After a 5-19 season this year, the Russellville Indians boys basketball team will have a new head coach for next season.
Greg Koetting will be the new head coach for the Indians. Koetting, a retired superintendent, said he started coaching around 1980. Koetting said he has coached all around Missouri and has continued to coach for 10 of the 12 years he has been retired. Most recently, Koetting coached at Linn and Vienna. Koetting has coached boys from seventh grade up to 12th grade and girls from fourth to 12th grade.
Koetting said he came to Russellville because Vienna decided to move an assistant coach up to the head coach position.
"Linn and Vienna both hired me, as they had young local kids who were assistants that they wanted them to get more experience and groom them to take over," Koetting said. "So I knew going into those jobs that they were not going to be long-term.
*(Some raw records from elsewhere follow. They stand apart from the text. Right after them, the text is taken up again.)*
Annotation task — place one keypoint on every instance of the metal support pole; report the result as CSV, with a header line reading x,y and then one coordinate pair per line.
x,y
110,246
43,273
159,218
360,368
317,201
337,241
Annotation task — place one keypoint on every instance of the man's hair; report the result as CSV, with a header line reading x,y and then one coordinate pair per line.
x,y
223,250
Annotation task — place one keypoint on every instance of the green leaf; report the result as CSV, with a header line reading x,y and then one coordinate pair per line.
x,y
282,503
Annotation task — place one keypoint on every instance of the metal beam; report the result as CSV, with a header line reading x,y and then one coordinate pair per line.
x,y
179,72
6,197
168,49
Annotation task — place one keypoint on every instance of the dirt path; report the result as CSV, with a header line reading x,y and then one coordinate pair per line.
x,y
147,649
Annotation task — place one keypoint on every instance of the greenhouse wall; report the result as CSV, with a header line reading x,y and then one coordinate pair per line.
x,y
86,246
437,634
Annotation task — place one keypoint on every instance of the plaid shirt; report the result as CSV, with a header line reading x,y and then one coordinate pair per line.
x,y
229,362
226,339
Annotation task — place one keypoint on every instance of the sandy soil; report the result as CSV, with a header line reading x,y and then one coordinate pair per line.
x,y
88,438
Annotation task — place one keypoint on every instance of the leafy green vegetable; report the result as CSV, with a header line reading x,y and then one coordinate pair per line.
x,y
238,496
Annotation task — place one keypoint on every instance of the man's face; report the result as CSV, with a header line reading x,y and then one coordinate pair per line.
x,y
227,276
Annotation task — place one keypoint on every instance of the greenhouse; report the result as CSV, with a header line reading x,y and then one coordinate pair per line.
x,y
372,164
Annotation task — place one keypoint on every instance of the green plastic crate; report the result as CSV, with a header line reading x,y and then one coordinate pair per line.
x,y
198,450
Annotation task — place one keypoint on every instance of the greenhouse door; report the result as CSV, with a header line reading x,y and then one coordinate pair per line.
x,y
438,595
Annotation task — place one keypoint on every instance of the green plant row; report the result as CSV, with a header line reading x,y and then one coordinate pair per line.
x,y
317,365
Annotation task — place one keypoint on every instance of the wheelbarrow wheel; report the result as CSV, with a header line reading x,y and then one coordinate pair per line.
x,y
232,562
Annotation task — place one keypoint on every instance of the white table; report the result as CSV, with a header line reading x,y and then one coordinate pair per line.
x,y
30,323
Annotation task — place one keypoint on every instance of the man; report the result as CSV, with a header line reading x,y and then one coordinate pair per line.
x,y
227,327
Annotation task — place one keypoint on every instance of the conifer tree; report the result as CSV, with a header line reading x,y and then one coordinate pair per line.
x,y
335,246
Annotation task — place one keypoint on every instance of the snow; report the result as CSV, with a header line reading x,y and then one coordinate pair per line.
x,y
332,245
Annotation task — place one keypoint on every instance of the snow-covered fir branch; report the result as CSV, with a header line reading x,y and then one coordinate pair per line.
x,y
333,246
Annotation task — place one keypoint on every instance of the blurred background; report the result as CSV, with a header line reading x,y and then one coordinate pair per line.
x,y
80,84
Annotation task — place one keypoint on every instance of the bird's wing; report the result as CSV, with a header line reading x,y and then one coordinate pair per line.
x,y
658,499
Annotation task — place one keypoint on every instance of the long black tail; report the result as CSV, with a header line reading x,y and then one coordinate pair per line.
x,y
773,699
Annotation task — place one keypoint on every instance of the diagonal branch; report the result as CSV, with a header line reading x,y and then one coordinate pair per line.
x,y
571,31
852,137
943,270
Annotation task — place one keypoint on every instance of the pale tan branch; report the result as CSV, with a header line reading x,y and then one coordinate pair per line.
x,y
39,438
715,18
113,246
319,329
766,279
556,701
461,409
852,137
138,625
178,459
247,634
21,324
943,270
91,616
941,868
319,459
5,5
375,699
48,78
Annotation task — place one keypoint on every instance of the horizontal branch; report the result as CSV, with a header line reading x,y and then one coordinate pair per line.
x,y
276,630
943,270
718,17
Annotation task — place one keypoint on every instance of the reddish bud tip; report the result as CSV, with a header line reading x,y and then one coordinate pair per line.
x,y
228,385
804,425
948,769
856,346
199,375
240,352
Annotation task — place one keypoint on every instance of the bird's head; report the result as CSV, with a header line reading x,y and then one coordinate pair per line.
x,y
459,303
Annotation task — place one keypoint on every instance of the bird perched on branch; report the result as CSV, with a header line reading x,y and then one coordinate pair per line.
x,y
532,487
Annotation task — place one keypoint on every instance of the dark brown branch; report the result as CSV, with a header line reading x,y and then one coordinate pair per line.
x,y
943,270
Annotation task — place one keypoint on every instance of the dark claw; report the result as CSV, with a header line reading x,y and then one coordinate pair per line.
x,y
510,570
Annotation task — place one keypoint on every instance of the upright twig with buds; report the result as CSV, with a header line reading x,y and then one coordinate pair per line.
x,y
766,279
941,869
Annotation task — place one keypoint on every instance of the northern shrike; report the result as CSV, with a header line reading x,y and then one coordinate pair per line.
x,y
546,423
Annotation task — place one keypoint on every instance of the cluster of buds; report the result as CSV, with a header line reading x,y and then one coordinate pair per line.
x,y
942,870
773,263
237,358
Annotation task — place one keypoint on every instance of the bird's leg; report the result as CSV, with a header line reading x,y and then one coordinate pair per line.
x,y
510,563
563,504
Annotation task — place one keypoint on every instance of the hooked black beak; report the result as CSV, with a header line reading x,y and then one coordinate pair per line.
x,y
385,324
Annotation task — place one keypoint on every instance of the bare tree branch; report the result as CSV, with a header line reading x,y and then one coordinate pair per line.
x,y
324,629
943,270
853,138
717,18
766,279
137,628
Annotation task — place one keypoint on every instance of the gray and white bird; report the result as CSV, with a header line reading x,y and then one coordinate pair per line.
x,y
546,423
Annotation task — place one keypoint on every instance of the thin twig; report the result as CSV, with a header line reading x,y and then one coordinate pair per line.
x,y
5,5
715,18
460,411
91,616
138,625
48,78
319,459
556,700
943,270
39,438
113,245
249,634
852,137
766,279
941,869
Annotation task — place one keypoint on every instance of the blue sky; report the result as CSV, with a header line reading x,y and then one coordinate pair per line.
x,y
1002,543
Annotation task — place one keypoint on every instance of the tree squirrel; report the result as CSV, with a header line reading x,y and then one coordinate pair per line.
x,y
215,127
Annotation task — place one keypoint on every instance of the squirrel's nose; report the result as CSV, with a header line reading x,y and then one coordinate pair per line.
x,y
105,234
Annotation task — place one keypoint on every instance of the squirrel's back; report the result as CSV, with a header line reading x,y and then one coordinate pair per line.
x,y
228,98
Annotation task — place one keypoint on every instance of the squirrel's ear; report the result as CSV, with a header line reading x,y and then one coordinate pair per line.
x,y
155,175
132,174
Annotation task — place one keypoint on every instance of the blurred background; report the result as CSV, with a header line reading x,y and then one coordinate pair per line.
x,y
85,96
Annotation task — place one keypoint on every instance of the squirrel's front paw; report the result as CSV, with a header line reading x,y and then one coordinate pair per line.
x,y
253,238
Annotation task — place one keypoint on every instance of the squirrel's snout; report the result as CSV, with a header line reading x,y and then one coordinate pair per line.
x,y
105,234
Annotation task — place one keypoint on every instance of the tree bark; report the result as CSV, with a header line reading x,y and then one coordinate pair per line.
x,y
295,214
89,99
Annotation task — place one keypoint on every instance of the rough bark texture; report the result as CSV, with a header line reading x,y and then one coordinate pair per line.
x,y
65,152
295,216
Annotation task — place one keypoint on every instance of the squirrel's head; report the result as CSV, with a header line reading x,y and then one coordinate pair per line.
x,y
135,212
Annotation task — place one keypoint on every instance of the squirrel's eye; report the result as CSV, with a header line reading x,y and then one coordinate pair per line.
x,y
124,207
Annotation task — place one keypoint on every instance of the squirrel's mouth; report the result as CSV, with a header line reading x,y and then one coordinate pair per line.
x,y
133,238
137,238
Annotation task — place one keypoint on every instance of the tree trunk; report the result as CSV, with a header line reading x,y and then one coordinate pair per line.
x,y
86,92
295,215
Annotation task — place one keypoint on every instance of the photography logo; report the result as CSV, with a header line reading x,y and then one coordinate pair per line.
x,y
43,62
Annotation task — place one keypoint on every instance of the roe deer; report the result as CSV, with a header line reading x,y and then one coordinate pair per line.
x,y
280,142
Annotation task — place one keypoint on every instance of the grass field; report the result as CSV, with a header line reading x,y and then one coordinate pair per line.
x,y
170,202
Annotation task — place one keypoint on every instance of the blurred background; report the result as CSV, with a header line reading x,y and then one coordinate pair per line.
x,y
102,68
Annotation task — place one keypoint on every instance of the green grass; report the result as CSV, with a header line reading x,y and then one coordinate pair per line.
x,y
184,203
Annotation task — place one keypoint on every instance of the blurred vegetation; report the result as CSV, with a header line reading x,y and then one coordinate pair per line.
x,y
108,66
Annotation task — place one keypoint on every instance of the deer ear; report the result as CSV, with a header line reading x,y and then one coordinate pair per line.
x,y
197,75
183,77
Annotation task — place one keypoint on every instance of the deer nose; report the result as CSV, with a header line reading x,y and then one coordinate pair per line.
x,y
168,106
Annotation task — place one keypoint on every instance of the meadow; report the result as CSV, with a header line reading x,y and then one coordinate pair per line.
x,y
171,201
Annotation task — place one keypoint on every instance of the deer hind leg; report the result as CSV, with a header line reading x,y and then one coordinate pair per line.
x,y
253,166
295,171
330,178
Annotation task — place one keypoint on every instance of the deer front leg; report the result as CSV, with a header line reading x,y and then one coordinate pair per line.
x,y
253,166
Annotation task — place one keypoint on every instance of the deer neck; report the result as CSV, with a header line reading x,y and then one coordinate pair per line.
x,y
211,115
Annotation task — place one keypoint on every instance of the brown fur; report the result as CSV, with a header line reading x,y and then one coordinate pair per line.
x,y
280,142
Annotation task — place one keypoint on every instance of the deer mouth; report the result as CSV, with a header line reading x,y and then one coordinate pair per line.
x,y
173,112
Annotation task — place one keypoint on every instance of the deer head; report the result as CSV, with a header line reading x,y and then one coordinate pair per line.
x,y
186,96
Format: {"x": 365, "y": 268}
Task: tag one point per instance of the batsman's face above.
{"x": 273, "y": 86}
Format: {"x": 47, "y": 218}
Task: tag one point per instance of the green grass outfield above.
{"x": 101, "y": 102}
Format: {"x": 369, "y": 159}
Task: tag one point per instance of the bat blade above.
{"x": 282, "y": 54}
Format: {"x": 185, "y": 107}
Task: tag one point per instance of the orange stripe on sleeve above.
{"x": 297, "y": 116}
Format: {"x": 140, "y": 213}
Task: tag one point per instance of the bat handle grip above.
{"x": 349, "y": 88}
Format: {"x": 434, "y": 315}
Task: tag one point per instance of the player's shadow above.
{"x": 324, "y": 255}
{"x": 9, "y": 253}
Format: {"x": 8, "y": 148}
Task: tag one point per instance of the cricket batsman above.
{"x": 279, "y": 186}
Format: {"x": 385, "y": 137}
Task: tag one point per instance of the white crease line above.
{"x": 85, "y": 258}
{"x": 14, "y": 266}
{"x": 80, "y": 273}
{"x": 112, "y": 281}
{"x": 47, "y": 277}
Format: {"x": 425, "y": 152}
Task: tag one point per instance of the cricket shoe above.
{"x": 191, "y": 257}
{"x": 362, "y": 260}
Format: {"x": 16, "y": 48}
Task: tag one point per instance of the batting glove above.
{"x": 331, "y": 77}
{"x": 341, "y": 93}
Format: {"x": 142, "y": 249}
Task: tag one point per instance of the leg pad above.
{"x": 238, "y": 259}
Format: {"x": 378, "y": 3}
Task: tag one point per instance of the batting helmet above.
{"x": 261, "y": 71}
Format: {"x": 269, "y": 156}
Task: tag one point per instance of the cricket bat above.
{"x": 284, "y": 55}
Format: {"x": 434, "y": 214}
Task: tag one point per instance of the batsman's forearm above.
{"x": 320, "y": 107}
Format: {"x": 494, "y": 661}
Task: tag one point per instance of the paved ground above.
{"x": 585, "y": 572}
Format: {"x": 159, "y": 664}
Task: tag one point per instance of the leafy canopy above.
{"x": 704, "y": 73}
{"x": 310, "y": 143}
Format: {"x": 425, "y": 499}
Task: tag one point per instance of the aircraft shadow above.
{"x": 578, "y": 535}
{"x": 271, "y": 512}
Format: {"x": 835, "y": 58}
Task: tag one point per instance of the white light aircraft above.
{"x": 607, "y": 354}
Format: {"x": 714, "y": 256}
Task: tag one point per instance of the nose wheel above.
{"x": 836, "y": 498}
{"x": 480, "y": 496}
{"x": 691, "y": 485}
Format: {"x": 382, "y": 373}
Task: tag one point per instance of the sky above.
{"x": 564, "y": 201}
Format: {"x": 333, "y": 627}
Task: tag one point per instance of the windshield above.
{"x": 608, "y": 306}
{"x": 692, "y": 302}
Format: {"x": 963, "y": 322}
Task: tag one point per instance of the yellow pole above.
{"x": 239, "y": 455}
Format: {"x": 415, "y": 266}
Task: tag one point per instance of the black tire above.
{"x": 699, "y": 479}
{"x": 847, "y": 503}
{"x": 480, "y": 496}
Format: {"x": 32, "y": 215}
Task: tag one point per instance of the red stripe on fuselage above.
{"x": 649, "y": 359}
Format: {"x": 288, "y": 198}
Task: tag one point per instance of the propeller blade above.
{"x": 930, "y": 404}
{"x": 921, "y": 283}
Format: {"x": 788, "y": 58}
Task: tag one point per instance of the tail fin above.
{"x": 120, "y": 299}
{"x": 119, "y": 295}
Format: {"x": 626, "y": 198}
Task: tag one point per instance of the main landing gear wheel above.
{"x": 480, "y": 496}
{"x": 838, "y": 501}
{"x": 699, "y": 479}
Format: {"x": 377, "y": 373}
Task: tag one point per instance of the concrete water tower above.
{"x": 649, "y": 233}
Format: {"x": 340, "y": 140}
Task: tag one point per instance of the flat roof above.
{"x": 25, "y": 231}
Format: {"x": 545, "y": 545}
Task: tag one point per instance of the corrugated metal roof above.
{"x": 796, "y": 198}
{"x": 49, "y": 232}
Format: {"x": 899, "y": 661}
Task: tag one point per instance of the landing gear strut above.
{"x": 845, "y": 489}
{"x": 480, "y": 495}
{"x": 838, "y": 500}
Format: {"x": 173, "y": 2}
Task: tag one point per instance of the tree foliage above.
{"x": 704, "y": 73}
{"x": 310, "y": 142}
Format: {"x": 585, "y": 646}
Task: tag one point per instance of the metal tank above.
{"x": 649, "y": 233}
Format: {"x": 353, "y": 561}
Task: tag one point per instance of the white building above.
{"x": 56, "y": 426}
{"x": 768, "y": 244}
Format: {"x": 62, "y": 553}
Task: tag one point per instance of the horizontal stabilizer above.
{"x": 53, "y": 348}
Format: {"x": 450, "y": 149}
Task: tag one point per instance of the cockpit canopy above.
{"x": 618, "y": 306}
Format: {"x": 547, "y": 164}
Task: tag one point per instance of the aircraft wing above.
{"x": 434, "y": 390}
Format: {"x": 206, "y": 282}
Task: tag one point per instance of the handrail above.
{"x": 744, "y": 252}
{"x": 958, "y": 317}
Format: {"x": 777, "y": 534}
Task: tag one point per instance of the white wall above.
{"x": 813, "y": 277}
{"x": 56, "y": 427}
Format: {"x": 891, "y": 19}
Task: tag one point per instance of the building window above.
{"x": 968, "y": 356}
They wanted me to get the assistants ready to take over."
The Indians are going to have a young team next year, said Koetting, a similar position to what he had while at Vienna.
"Based on the number of kids at the various grade levels, it is going to be very similar to what I had this year at Vienna," Koetting said. "Maybe about one senior, and a few juniors, and a bunch of sophomores and one or two freshmen. That was pretty much what I had at Vienna this past year so it is going to be a young team again, but my understanding is that there is a fair amount of potential in next year's sophomore's class."
Fundamentals will be something Koetting said he will have the team focus on.
"I guess we will be just making sure they get their fundamentals," Koetting said. "My big thing this first year is making sure they there are getting their fundamentals down, make sure they know how to play defense the way I want them to play."
Koetting saw the importance of fundamentals when he coached his two daughters' elementary basketball teams. He said players who don't become proficient with them early may find them lacking when they get to the high school level.
"Fourth grade is where they started elementary level basketball and nobody else wanted to coach my older daughter's fourth grade team, so I coached them," Koetting said. "Later on, I was also coaching my younger daughter and I learned that you (have) to teach them those fundamentals when they are young. Unfortunately, a lot of elementary-level coaches don't do that because they don't really know how to teach the fundamentals and they worry too much about winning. So a lot of the time (players) get to the high school level and they don't have those fundamentals down."
Growth is going to be important for the team as well during the next season, Koetting said, another similarity to his time coaching at Vienna.
"Sure, we want to win as many (games) as possible. But knowing that we have that large sophomore class and not a whole lot of juniors and seniors kind of makes sure we are building for the next two years after that," Koetting said. "If we lose a close game, you've got to learn from it. It is not the end of the world — most of the players are going to have two more years."